Ricordare il futuro: su rovine, memoria e ritualità

by / 14 Novembre 2022

Questo articolo è la trascrizione della presentazione di Tecnomemorie: fossili del presente, il secondo evento a cura di Chaosmotics e dell’associazione Uno+Uno+Uno.

Stiamo camminando fra le rovine della città Etrusca di Veio. Già da tre secoli prima della fondazione dell’Urbe, a una distanza di circa quindici chilometri dalla zona dove Romolo tracciò il solco primigenio, la pulcherrima1 Veio proliferava. Per Roma, la città Etrusca sarebbe stata un frammento irriducibile della sua storia millenaria. Dopo dieci anni di assedio, e tre secoli e mezzo di scontri, Veio cadrà nel 396 a.C.. Sarà Marco Furio Camillo –  acclamato da tutti come “secondo Romolo”, dice Eutropio2 – a sancirne la fine per mezzo dell’acume, scavando un tunnel sotto le mura. A cent’anni dalla nascita della Repubblica, e ormai trecentocinquanta dalla fondazione, per il popolo romano il vincitore dei veienti meriterà il titolo di secondo fondatore. Camillo assume il nome del pater patriae per eccellenza. Per gli antichi, i nomi erano una cosa seria.

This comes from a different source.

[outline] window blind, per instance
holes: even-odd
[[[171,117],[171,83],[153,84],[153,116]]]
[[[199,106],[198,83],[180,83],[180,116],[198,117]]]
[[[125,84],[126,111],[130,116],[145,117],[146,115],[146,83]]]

Camminiamo fra le rovine. Osserviamo ciò che rimane delle fondamenta, ciò che rimane delle mura di cinta. Ci sono pochi oggetti, forse qualche coccio da qualche recente scavo. Il terreno è rigoglioso d’erba verde. Il paesaggio non è differente da quello che osserveremmo in uno scavo paleontologico. I mattoni prendono il posto delle ossa; il silenzio è lo stesso. Camminiamo, e ci chiediamo: dove sono questi Etruschi? Come Hofmannsthal sull’Acropoli di Atene, sperso nell’apatia nei confronti delle rovine silenti – “Un sentimento di delusione mi assalì […]. Questi greci, chiedevo dentro di me, dove sono? Tentai di ricordare, ma ricordavo solo ricordi.”3. Quelle tracce di passaggio, fossili di una storia lontanissima eppure di inestimabile importanza, non sanno dirci molto di chi fossero i veienti, e il popolo di cui facevano parte.

“Dove sono questi Etruschi?” chiediamo al bravo archeologo che ci accompagna facendoci da guida. Il suo sguardo lascia il terreno su cui poggiano i nostri piedi, e corre verso le colline circostanti. “Non qui, ma tutt’attorno”, ci risponde. 

Veio è attorniata da quindici necropoli, oltre a vari tumuli sparsi per la zona circostante. Quindici città dei morti attorno alla città dei vivi. “Chi vuole sapere di una civiltà, deve osservare come seppellisce i propri morti”, ci tiene a istruire la nostra guida. Da qualche parte ci ricordiamo, in effetti, di aver letto che per sapere a che livello di sviluppo sociale, cognitivo, e simbolico stavano i nostri antenati – anche dalla storia prima della storia – avremmo dovuto chiedere: “Seppellivano i loro morti?”. Il come e il perché non sarebbe stato, anzi, di immediata importanza; se la risposta fosse stata positiva, avremmo saputo già abbastanza. Avremmo saputo che quegli uomini vivevano in un mondo che avevano cominciato a creare loro stessi.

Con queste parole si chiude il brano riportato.